Aggregation Methods

Trump currently has two types of aggregation methods:

  1. Apply-Row
  2. Choose-Column

As the names infer, the apply-row methods have one thing in common, they build the final data values by looking at each row of the datatable, one at a time. The choose-column methods, compare the data available in each column, then return an entire series. Row-apply methods all take a pandas Series, and return a value. Column-choose methods all take a pandas Dataframe, and return a series.

Row-apply functions are invoked using the pseudo code below:

df['final'] = df.apply(row_apply_method, axis=1)

Column-choose functions are invoked using the pseudo code below:

df['final'] = column_choose_method(df)

Both methods have access to the data in the override, and failsafe, columns so it’s technically possible to create a method which overloads the behaviour of these columns. It is the responsibility of each method to implement the override, and failsafe, logic.

Apply-Row Methods

Each of these methods, can be thought of as a for-loop that looks at each row of the datatable, then decides on the correct value for the final column, on a row by row basis.

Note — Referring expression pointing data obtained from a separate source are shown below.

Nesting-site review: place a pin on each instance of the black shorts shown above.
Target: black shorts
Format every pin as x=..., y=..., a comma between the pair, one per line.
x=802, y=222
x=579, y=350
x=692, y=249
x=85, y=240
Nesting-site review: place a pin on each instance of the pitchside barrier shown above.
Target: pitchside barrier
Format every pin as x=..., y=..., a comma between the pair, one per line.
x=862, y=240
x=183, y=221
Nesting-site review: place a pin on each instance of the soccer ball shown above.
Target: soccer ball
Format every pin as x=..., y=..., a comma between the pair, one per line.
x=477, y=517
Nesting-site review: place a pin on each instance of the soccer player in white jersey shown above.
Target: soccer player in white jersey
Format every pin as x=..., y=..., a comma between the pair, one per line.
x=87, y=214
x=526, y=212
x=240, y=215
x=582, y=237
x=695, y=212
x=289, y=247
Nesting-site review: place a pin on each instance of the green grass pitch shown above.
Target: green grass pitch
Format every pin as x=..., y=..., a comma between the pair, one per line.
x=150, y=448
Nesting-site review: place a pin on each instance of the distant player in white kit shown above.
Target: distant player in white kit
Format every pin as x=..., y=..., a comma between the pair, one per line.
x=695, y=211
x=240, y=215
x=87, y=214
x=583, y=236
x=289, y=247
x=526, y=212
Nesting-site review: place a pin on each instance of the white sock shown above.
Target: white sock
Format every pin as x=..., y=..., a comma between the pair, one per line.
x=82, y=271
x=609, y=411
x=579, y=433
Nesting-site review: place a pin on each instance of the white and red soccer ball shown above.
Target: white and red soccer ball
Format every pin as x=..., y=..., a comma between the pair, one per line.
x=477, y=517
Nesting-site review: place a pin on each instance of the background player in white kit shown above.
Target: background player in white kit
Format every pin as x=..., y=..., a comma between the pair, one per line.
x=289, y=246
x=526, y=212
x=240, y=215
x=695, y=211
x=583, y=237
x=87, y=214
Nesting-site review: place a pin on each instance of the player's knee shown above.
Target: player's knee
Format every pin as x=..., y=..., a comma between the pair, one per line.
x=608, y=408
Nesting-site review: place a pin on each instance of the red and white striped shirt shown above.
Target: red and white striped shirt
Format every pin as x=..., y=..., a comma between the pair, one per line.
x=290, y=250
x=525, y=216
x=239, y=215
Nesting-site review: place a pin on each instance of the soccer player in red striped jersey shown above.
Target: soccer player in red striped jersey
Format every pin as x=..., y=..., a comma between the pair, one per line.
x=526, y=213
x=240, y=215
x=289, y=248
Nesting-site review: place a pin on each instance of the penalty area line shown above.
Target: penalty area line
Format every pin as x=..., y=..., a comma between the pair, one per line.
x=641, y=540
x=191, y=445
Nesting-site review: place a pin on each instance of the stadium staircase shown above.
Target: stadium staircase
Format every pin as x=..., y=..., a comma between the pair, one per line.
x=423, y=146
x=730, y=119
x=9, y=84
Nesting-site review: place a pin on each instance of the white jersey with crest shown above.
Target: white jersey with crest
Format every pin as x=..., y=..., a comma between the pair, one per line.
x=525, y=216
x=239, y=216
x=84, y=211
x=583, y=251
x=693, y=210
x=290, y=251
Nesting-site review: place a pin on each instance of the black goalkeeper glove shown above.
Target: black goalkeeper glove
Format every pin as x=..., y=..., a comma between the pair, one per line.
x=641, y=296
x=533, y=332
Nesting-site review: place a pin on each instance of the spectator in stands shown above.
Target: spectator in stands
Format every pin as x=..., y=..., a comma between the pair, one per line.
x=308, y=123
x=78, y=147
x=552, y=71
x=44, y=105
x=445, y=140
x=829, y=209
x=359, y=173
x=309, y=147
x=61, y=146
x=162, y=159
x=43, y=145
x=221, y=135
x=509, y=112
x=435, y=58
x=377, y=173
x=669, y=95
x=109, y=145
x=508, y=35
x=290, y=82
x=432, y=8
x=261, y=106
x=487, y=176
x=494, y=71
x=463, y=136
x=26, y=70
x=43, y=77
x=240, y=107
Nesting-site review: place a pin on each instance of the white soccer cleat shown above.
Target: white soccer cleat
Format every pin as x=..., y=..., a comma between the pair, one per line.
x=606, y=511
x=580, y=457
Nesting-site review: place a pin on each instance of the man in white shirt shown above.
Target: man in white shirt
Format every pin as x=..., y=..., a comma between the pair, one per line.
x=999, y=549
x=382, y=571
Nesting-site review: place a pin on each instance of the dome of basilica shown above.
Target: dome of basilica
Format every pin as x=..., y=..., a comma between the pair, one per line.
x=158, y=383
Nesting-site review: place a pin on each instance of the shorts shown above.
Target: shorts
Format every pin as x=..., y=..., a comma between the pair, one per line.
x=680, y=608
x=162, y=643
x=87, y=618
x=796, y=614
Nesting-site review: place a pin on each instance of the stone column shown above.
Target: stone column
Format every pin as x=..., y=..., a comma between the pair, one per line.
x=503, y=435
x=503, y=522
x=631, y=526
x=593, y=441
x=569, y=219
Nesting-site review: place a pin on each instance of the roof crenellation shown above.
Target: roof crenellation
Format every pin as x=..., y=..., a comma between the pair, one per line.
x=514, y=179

The datatable, as a Dataframe, gets these methods applied. The columns are sorted prior to being passed. So, the value at index 0, is always the override datapoint, if it exists, and the value at index -1, is always the failsafe datapoint, if it exists. Everything else, that is, the feeds, are in columns 1 through n, where n is the number of feeds.

Note

The aggregation methods are organized in the code using private mixin classes. The FeedAggregator object handles the implementation of every static method, based solely on it’s name. This means that any new methods added, must be unique to either mixin.

Choose-Column Methods

Each of these methods, can be thought of as a for-loop that looks at each column of the datatable, then chooses the appropriate feed to use, as final. They all still apply overrides and failsafes on a row-by-row basis.

The datatable, as a Dataframe, is passed to these methods in a single call.

Note

See the note in the previous section about custom method naming.